「三個桑子……其中之一是此界另一個我,這也解釋了為何穿梭漩渦時,我可以踏入,而天靈老者則無法踏入。
因為在這裡,另一個我,可以與桑相意志溝通,是這裡除了桑相意志下,至高無上的桑子。」蘇銘雙目微微閉合,蓋住了沉思。
「至於另外兩個桑子……又會是誰?」蘇銘蓋住的雙眼內精芒一閃,隨之他又想到了另一個問題。
「如果這裡的另一個我可以與桑相溝通,那麼我……是不是也可以?還有帝天此人,隱藏在陰死漩渦內,是否也是與這桑相大界有什麼關聯之處。
還有蘇軒衣,此人雄才大略,所圖甚大,我雖說如今修為上應超過此人,但卻始終摸索不到他的計劃脈絡,總覺得其內缺少了一些至關重要的蛛絲馬跡……
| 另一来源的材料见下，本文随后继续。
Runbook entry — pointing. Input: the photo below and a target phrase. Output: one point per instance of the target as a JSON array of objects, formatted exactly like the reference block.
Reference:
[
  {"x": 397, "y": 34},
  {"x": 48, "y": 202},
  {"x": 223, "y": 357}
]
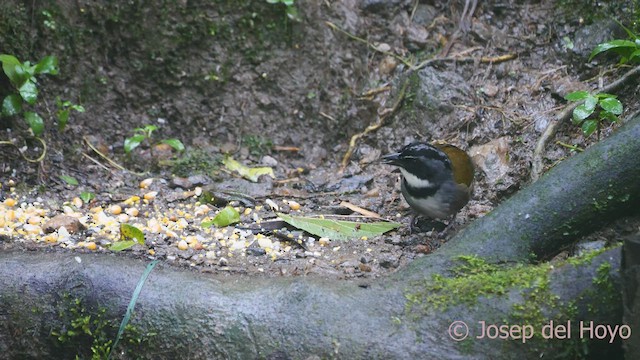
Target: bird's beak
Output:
[{"x": 391, "y": 159}]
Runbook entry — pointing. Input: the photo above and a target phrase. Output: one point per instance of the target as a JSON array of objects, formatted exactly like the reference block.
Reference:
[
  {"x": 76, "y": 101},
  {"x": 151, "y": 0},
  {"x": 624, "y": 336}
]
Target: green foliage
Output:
[
  {"x": 339, "y": 229},
  {"x": 69, "y": 180},
  {"x": 87, "y": 196},
  {"x": 629, "y": 50},
  {"x": 595, "y": 109},
  {"x": 195, "y": 162},
  {"x": 290, "y": 8},
  {"x": 146, "y": 133},
  {"x": 257, "y": 145},
  {"x": 22, "y": 76},
  {"x": 88, "y": 332},
  {"x": 227, "y": 216},
  {"x": 64, "y": 110},
  {"x": 129, "y": 236},
  {"x": 83, "y": 326}
]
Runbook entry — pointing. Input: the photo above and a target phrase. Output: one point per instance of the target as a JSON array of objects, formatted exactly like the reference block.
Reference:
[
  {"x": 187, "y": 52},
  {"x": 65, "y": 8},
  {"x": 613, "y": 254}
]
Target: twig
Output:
[
  {"x": 369, "y": 44},
  {"x": 38, "y": 159},
  {"x": 113, "y": 163},
  {"x": 483, "y": 60},
  {"x": 382, "y": 115},
  {"x": 552, "y": 128},
  {"x": 569, "y": 146}
]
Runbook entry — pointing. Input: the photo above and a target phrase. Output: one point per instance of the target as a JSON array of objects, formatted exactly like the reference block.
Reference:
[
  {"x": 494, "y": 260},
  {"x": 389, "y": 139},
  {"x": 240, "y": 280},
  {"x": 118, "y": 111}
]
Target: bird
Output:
[{"x": 436, "y": 179}]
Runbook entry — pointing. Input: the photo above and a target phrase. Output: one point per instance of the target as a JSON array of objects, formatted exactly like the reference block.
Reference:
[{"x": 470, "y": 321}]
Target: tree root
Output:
[{"x": 537, "y": 167}]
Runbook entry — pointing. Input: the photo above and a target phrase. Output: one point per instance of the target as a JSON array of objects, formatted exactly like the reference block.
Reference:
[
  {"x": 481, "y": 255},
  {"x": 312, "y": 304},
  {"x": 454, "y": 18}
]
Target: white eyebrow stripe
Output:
[{"x": 415, "y": 181}]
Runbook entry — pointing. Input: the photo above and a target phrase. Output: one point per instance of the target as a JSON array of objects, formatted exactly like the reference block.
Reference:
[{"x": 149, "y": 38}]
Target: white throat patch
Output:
[{"x": 415, "y": 181}]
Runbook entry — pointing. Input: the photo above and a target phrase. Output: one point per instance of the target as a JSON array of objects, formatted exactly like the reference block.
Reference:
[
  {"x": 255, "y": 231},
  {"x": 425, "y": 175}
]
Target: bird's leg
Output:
[{"x": 413, "y": 224}]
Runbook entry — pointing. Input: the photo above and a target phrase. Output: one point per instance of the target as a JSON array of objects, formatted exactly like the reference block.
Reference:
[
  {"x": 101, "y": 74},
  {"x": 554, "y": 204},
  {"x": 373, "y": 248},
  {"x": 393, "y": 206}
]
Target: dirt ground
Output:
[{"x": 242, "y": 79}]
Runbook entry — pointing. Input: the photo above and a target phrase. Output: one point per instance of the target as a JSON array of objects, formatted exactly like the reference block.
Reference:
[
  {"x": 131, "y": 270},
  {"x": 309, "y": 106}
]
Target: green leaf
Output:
[
  {"x": 11, "y": 105},
  {"x": 78, "y": 108},
  {"x": 613, "y": 44},
  {"x": 130, "y": 232},
  {"x": 252, "y": 174},
  {"x": 292, "y": 13},
  {"x": 605, "y": 95},
  {"x": 611, "y": 105},
  {"x": 9, "y": 64},
  {"x": 338, "y": 229},
  {"x": 121, "y": 245},
  {"x": 577, "y": 95},
  {"x": 63, "y": 118},
  {"x": 149, "y": 129},
  {"x": 35, "y": 122},
  {"x": 589, "y": 126},
  {"x": 48, "y": 65},
  {"x": 590, "y": 103},
  {"x": 605, "y": 115},
  {"x": 87, "y": 196},
  {"x": 227, "y": 216},
  {"x": 174, "y": 143},
  {"x": 29, "y": 92},
  {"x": 133, "y": 142},
  {"x": 69, "y": 180},
  {"x": 580, "y": 113}
]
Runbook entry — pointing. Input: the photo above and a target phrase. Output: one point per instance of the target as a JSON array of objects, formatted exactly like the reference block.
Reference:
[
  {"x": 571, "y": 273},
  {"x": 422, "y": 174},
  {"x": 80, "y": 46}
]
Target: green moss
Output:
[
  {"x": 89, "y": 333},
  {"x": 474, "y": 278},
  {"x": 195, "y": 162}
]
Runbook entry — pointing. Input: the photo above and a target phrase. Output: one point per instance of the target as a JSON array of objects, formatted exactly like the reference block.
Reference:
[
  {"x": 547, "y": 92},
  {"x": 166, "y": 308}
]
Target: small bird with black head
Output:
[{"x": 436, "y": 179}]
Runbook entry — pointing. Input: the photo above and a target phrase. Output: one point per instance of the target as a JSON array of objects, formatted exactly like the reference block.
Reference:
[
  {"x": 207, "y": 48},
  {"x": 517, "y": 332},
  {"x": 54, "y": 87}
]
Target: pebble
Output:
[
  {"x": 10, "y": 202},
  {"x": 115, "y": 209},
  {"x": 150, "y": 195},
  {"x": 146, "y": 183},
  {"x": 182, "y": 245},
  {"x": 70, "y": 223}
]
如今看來,他……是否也知曉了這桑相真界的存在!!」蘇銘想到這裡,腦海念頭百轉,沉吟間倒也沒有把這三大真界內的勢力看在眼裡,他最關注的是那三大桑子可以界用桑相意志的神通。
「如果……我可以帶你去……」依稀間,在蘇銘思索時,錢辰似說了些什麼,蘇銘暫停了思索,抬頭看向錢辰。
「我是說,如果你要去看看白素,我……可以帶你去她所在的星辰,不過已經過去了千多年,身為凡人的她,應該早就已經歸墟。」錢辰不知蘇銘所經歷的事情,他的記憶還停留在當年,故而才有這番話語。
蘇銘沉默片刻。似想到了一些事情。摸了摸儲物袋後。點了點頭。
錢辰神色有些複雜,顯然是誤會了蘇銘對白素這裡的感情,歎了口氣,片刻後二人化作兩道長虹,在這星辰上呼嘯而起,瞬間遠去。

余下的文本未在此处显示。